This morning I opened my eyes and felt it. Not today I told myself. Please not today. Today is a big day. Today we launch season six of our performing arts center, and the last thing I need is this feeling.
The familiar feeling of a heavy weight with the rapping of my heart so fast in my chest, but it’s not an adrenaline rush. It’s anxiety. My anxiety level is at a 10. I struggle between wanting to stay in bed, trying to ignore it, and the reality of having to get up and get my kids ready. I know I have to get up and keep the anxiety behind bars as long as I can. This feeling, however, is like a greyhound behind the gate waiting to run away as fast as it can… taking my mind with it.
My kids, especially my oldest Brinlee, can feel my feelings inside unless I keep them under control, so I choose to keep them in check while getting them out the door and fairly on time for school. It is amazing what we can do when we choose to use the strength of our minds.
The garage door shuts, and I go on with my usual routine of getting ready and getting outside to do my devotion because daily rhythms are habitual and these habits create health in my mind, body, and soul. Usually. I know spending time in God’s word always helps, and I so desperately want this feeling to go away. After reading a bit in T.D. Jake’s book SOAR! I reflect on Isaiah 40:31 which says, “They will soar on wings like eagles.”
If you have never felt what it is like to soar, I highly recommend taking flight and finding out. There is no feeling more freeing than soaring. Grasping so hard to recall and reflect on the times God has allowed us to soar, I pray for the opportunity to do so today. After finishing prayer I sink a bit. Still here. The heart rapping, chest tightening is still here. So I go to the next source that helps, and I ask Brian to bring his guitar out to the porch to play and sing worship in hopes to take flight again today. As soon as he starts singing, a little butterfly comes and sits on the porch railings, and I look down and smile at it. As I look closer, I notice it has a hole in its wings.

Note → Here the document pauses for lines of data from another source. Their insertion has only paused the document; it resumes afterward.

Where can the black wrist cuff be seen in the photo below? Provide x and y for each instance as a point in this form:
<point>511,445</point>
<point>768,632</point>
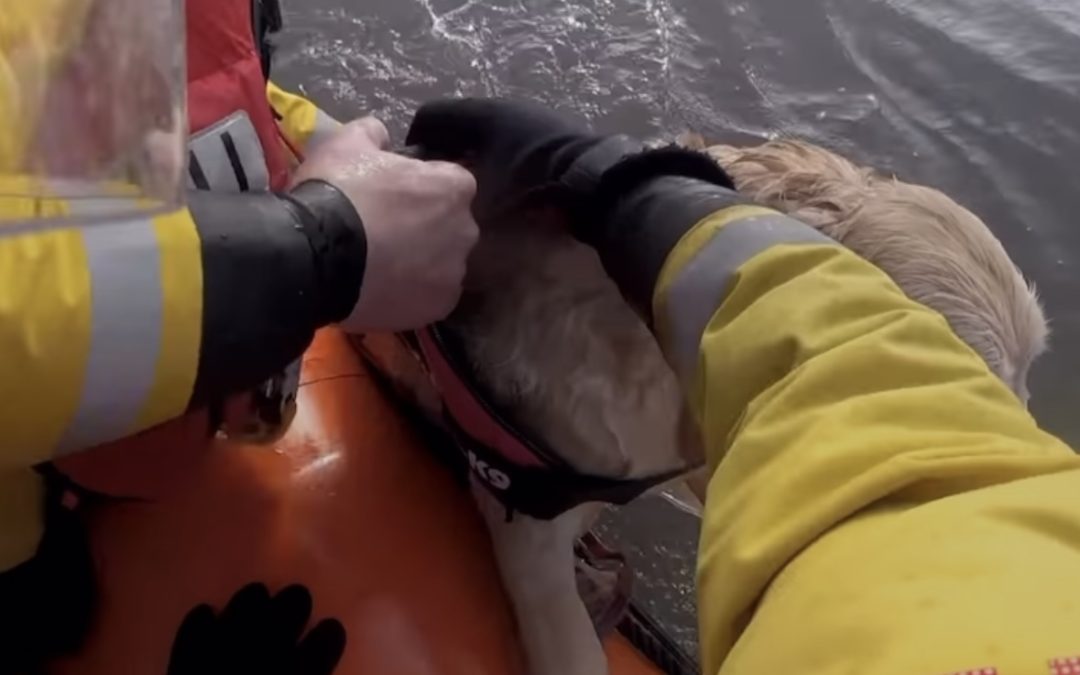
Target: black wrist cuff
<point>338,243</point>
<point>617,166</point>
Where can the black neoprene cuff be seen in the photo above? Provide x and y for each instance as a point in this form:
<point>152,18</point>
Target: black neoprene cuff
<point>336,233</point>
<point>275,268</point>
<point>643,227</point>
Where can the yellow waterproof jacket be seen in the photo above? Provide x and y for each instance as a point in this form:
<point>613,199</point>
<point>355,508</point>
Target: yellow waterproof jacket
<point>879,502</point>
<point>110,329</point>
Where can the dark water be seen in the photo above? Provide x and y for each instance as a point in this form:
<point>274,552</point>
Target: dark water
<point>980,98</point>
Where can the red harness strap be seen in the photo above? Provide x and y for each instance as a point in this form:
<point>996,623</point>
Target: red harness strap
<point>523,473</point>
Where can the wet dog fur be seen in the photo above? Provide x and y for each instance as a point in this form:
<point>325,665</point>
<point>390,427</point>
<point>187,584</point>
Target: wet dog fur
<point>552,338</point>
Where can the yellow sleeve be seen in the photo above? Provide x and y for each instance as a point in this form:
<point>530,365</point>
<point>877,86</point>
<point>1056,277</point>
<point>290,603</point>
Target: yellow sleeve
<point>99,331</point>
<point>302,123</point>
<point>879,502</point>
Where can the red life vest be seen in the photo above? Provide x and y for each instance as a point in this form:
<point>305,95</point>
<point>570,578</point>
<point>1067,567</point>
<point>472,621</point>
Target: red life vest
<point>225,76</point>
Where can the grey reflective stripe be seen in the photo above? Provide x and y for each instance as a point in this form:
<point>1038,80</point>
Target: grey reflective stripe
<point>123,261</point>
<point>229,157</point>
<point>700,286</point>
<point>325,127</point>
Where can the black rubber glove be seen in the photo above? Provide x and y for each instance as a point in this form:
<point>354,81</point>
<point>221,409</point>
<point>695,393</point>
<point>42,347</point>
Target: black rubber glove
<point>48,602</point>
<point>257,634</point>
<point>275,269</point>
<point>518,149</point>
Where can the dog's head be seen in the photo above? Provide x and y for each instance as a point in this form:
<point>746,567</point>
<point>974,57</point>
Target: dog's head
<point>936,251</point>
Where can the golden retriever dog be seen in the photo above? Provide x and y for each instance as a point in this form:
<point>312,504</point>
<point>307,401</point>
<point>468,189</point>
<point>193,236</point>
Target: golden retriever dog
<point>552,339</point>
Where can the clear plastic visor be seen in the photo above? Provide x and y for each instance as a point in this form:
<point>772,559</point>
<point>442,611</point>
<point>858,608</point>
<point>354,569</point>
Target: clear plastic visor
<point>92,111</point>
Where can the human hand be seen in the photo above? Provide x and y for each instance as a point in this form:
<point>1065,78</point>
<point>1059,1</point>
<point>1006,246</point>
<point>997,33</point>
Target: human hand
<point>259,634</point>
<point>417,223</point>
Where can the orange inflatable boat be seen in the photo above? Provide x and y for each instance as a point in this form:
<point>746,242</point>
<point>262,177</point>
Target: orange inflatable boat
<point>349,503</point>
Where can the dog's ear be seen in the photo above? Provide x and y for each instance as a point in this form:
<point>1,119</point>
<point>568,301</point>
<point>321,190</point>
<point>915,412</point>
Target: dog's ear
<point>691,140</point>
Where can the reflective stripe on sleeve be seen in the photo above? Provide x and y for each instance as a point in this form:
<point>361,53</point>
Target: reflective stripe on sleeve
<point>44,327</point>
<point>699,273</point>
<point>124,269</point>
<point>181,293</point>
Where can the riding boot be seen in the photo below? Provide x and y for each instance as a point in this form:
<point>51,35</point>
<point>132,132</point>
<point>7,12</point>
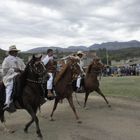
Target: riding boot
<point>42,100</point>
<point>9,107</point>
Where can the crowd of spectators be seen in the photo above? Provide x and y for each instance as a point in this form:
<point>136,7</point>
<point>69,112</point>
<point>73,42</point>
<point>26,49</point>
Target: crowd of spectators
<point>128,70</point>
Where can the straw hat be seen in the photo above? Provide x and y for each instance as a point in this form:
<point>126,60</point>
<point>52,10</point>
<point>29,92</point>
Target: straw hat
<point>13,48</point>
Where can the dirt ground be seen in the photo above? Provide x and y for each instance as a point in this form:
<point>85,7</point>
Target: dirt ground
<point>120,122</point>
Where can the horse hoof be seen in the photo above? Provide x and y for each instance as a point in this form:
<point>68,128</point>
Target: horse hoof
<point>25,130</point>
<point>86,108</point>
<point>79,121</point>
<point>9,131</point>
<point>109,106</point>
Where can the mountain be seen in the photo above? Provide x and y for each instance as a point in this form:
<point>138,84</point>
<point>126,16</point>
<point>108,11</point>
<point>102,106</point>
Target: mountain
<point>115,45</point>
<point>69,49</point>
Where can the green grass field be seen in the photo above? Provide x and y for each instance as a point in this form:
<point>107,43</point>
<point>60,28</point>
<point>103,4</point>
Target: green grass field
<point>128,86</point>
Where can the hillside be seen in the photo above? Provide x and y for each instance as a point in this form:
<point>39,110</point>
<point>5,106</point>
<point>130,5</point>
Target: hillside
<point>108,45</point>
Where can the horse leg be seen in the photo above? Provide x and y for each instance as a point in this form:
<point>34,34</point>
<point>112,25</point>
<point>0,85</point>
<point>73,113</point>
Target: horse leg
<point>28,125</point>
<point>70,100</point>
<point>34,118</point>
<point>100,92</point>
<point>86,97</point>
<point>54,108</point>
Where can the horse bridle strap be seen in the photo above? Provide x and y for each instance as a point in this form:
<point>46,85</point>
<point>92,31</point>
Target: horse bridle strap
<point>33,81</point>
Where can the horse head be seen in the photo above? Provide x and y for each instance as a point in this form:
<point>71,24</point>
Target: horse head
<point>75,67</point>
<point>35,68</point>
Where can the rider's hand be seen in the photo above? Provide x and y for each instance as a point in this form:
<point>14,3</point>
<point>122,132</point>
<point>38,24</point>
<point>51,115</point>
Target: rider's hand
<point>17,70</point>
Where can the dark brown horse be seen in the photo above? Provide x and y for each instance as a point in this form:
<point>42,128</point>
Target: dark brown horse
<point>29,90</point>
<point>63,85</point>
<point>91,82</point>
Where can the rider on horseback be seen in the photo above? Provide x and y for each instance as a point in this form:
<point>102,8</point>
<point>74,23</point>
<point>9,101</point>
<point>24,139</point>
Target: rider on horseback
<point>80,55</point>
<point>49,64</point>
<point>11,66</point>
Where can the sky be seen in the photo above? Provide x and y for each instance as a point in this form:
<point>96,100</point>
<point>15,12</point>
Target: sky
<point>42,23</point>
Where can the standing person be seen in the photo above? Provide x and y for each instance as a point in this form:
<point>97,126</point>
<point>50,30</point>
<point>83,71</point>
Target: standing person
<point>80,55</point>
<point>49,63</point>
<point>11,66</point>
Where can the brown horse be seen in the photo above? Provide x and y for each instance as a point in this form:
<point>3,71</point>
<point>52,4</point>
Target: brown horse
<point>29,90</point>
<point>91,82</point>
<point>63,85</point>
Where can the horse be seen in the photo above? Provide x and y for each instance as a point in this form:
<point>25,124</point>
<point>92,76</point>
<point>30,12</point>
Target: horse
<point>91,82</point>
<point>63,85</point>
<point>28,92</point>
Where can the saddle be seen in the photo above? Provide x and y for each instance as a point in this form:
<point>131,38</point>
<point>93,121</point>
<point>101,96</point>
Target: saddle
<point>14,96</point>
<point>82,86</point>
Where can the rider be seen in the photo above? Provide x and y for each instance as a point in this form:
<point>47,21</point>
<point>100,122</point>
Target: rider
<point>80,55</point>
<point>11,66</point>
<point>49,63</point>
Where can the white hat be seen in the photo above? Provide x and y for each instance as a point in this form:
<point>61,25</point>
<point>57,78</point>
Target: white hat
<point>13,48</point>
<point>80,52</point>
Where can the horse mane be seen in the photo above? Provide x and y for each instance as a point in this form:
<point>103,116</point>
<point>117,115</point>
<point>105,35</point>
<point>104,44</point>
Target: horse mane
<point>89,68</point>
<point>61,73</point>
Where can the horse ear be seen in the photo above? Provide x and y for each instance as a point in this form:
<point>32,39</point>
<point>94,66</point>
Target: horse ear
<point>40,57</point>
<point>33,56</point>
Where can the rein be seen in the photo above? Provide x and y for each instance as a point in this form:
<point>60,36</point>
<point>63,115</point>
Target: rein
<point>34,81</point>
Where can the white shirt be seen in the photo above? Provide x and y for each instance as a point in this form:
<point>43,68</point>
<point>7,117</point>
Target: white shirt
<point>8,65</point>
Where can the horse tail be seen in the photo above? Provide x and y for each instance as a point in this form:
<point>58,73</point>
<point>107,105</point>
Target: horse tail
<point>2,98</point>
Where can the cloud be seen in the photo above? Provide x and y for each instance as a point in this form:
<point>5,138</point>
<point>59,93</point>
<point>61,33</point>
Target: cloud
<point>35,23</point>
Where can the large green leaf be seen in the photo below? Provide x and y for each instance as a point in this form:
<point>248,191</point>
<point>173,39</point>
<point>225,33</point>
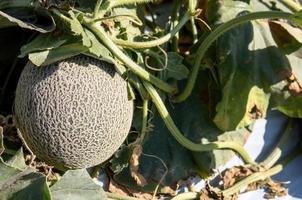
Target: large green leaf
<point>49,56</point>
<point>77,185</point>
<point>27,17</point>
<point>249,62</point>
<point>46,41</point>
<point>192,118</point>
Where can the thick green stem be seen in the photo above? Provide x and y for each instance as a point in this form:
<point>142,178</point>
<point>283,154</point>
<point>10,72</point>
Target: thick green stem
<point>135,68</point>
<point>214,35</point>
<point>252,178</point>
<point>295,7</point>
<point>119,197</point>
<point>277,152</point>
<point>97,8</point>
<point>115,3</point>
<point>192,8</point>
<point>182,139</point>
<point>157,42</point>
<point>186,196</point>
<point>176,6</point>
<point>144,121</point>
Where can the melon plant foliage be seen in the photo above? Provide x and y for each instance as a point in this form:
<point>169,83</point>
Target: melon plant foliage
<point>199,72</point>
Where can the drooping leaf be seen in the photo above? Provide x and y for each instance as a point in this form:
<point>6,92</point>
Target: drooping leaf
<point>248,58</point>
<point>77,29</point>
<point>53,55</point>
<point>97,48</point>
<point>175,69</point>
<point>297,18</point>
<point>128,22</point>
<point>17,161</point>
<point>161,150</point>
<point>287,37</point>
<point>77,184</point>
<point>71,25</point>
<point>85,4</point>
<point>37,19</point>
<point>46,41</point>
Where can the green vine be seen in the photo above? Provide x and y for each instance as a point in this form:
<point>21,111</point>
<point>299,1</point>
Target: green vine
<point>220,30</point>
<point>104,38</point>
<point>157,42</point>
<point>182,139</point>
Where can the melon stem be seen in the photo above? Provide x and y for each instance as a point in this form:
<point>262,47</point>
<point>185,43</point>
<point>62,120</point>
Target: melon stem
<point>209,146</point>
<point>118,53</point>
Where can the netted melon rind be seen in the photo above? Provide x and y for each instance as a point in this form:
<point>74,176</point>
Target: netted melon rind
<point>74,113</point>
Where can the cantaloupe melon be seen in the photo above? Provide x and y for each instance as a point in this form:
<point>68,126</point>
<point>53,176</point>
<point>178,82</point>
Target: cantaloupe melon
<point>74,113</point>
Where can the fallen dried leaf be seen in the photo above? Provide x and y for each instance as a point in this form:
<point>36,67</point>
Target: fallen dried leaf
<point>235,174</point>
<point>274,189</point>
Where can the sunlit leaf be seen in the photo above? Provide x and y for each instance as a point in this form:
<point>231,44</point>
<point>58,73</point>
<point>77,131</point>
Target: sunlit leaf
<point>45,41</point>
<point>27,17</point>
<point>77,185</point>
<point>53,55</point>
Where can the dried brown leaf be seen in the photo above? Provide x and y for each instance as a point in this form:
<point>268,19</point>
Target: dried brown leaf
<point>117,189</point>
<point>274,190</point>
<point>235,174</point>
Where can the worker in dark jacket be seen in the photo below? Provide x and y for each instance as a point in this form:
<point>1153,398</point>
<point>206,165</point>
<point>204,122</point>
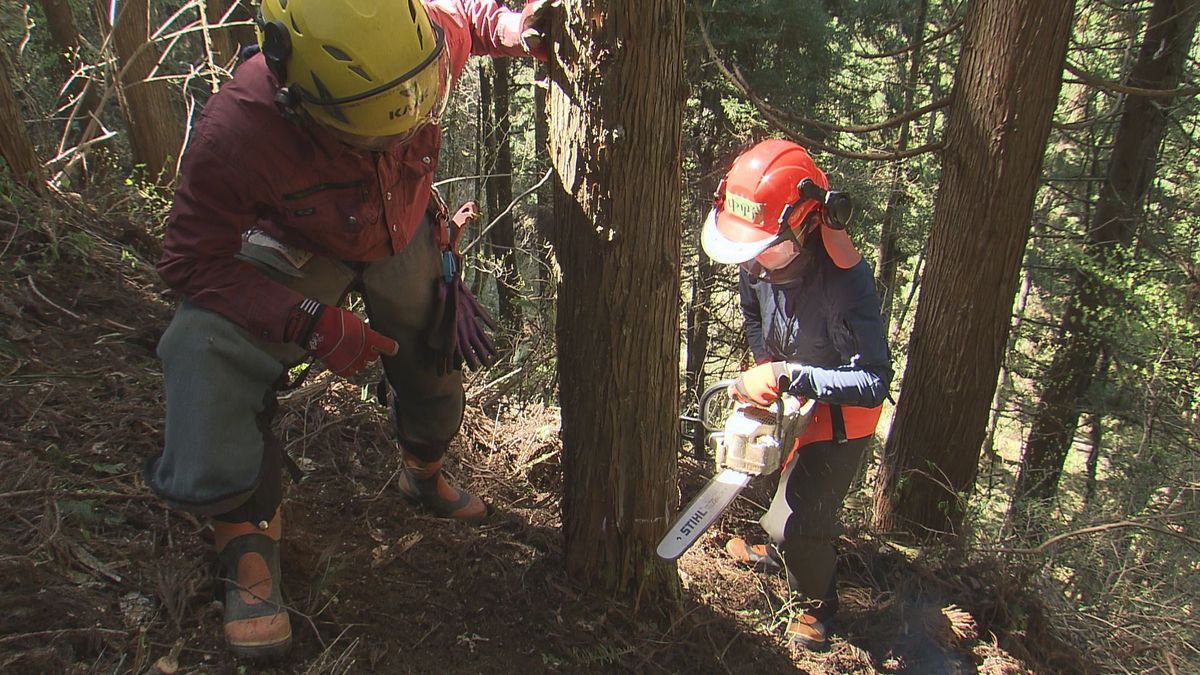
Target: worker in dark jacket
<point>306,177</point>
<point>814,326</point>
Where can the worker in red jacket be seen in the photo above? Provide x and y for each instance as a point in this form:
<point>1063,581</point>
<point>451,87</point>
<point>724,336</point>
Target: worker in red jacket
<point>814,326</point>
<point>307,177</point>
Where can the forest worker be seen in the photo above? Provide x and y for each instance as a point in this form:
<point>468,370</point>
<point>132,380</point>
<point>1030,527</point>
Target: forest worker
<point>814,326</point>
<point>309,175</point>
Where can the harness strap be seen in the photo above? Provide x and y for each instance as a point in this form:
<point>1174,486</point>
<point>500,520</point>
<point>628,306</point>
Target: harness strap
<point>839,424</point>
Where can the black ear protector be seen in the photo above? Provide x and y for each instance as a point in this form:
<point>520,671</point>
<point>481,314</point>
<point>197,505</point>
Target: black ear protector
<point>276,48</point>
<point>839,208</point>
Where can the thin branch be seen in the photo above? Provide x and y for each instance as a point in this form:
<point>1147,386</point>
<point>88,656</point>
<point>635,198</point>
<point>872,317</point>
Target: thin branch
<point>52,303</point>
<point>505,211</point>
<point>954,25</point>
<point>784,121</point>
<point>1108,526</point>
<point>1110,85</point>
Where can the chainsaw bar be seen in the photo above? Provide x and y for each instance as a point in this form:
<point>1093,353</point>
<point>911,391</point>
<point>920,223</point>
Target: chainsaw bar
<point>701,512</point>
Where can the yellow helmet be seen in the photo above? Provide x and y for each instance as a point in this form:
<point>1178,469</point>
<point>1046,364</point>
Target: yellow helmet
<point>366,67</point>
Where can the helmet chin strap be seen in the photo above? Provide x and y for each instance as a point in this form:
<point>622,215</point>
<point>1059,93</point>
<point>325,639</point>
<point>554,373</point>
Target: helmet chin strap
<point>786,274</point>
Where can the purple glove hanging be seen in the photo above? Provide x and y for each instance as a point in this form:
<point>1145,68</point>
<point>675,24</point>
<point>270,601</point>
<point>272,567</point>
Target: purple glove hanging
<point>473,345</point>
<point>456,334</point>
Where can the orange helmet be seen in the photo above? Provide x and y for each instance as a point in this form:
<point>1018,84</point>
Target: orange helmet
<point>767,198</point>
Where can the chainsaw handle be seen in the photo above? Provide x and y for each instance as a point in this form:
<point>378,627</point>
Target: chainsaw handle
<point>719,387</point>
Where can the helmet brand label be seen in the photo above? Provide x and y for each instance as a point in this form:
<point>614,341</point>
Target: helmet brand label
<point>743,208</point>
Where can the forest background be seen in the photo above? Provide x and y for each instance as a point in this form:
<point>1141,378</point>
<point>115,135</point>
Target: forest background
<point>1041,302</point>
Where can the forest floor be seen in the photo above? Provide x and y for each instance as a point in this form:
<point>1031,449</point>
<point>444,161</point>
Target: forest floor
<point>96,575</point>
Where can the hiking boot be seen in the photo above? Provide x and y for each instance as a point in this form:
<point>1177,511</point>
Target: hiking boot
<point>424,484</point>
<point>256,622</point>
<point>761,556</point>
<point>807,631</point>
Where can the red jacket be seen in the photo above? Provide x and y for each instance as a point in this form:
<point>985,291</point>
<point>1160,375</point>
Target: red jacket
<point>245,166</point>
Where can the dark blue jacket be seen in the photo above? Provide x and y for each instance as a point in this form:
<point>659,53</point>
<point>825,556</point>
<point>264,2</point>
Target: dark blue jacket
<point>826,318</point>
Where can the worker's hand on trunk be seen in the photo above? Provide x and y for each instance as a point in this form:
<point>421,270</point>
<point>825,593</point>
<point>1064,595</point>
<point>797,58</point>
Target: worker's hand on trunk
<point>537,18</point>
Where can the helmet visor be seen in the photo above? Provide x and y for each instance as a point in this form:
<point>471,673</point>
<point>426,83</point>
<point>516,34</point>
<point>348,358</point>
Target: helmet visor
<point>727,240</point>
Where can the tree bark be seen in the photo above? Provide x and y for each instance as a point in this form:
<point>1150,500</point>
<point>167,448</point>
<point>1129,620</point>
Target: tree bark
<point>16,147</point>
<point>82,89</point>
<point>705,275</point>
<point>155,131</point>
<point>616,115</point>
<point>1169,33</point>
<point>1006,89</point>
<point>544,215</point>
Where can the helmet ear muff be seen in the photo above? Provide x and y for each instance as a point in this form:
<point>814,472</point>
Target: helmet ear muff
<point>287,100</point>
<point>276,46</point>
<point>837,207</point>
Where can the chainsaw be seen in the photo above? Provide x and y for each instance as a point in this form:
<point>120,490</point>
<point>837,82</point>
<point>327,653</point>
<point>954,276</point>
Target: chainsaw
<point>751,442</point>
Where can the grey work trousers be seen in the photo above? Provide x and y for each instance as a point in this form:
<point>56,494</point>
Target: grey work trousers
<point>221,458</point>
<point>803,519</point>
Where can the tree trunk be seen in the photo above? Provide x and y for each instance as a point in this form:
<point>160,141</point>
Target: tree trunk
<point>155,131</point>
<point>1006,87</point>
<point>888,252</point>
<point>544,215</point>
<point>706,272</point>
<point>501,187</point>
<point>1164,49</point>
<point>82,90</point>
<point>616,115</point>
<point>16,147</point>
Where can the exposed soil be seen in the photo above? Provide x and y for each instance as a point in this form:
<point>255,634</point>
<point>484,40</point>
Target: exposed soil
<point>97,575</point>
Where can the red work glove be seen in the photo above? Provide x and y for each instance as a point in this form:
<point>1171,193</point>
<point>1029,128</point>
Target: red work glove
<point>761,384</point>
<point>535,24</point>
<point>339,338</point>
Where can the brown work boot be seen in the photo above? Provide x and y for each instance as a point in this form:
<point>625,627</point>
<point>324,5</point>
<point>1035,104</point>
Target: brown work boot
<point>423,483</point>
<point>256,622</point>
<point>761,556</point>
<point>807,631</point>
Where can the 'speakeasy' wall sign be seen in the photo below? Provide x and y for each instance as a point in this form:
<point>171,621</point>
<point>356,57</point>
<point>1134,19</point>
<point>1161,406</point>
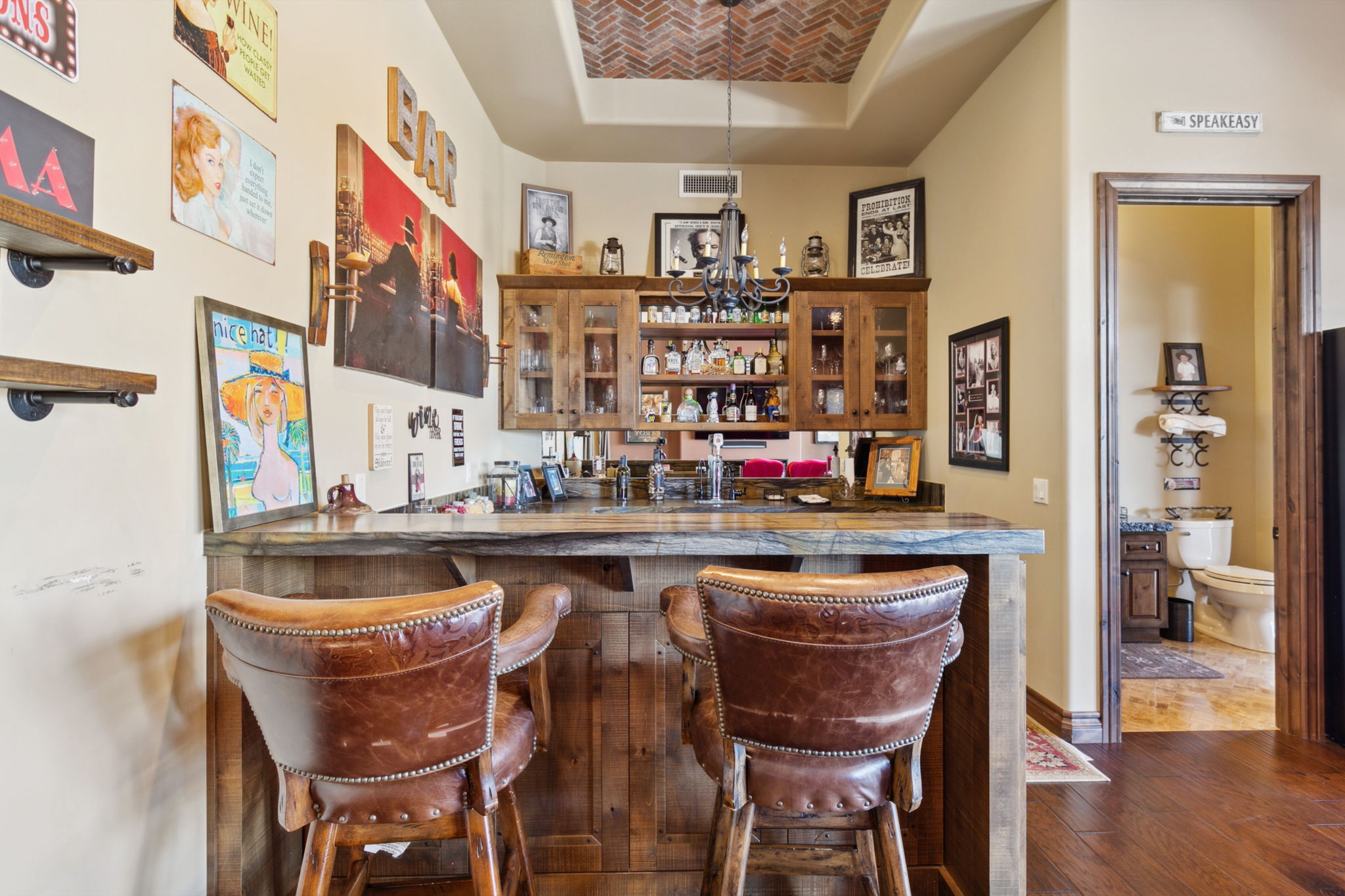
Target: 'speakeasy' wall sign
<point>412,133</point>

God whispers, “You can still fly with a hole in your wings, Emily.” The ah-ha moment. Yes. Yes, we all can, and I was able to take flight for today. Free. This small whisper was a reminder. While the reminder may have not been as big as an eagle, it was small in size but large in life. For me, the hole in my wings is anxiety, but in sharing my reality with Brian and carving out space to be in the presence of Jesus this morning, He reminded me that we can all fly even with a hole in our wings. A hole in your wings does not mean you have to be grounded in fear, doubt, or shame but instead you can fly because of faith, hope, and love.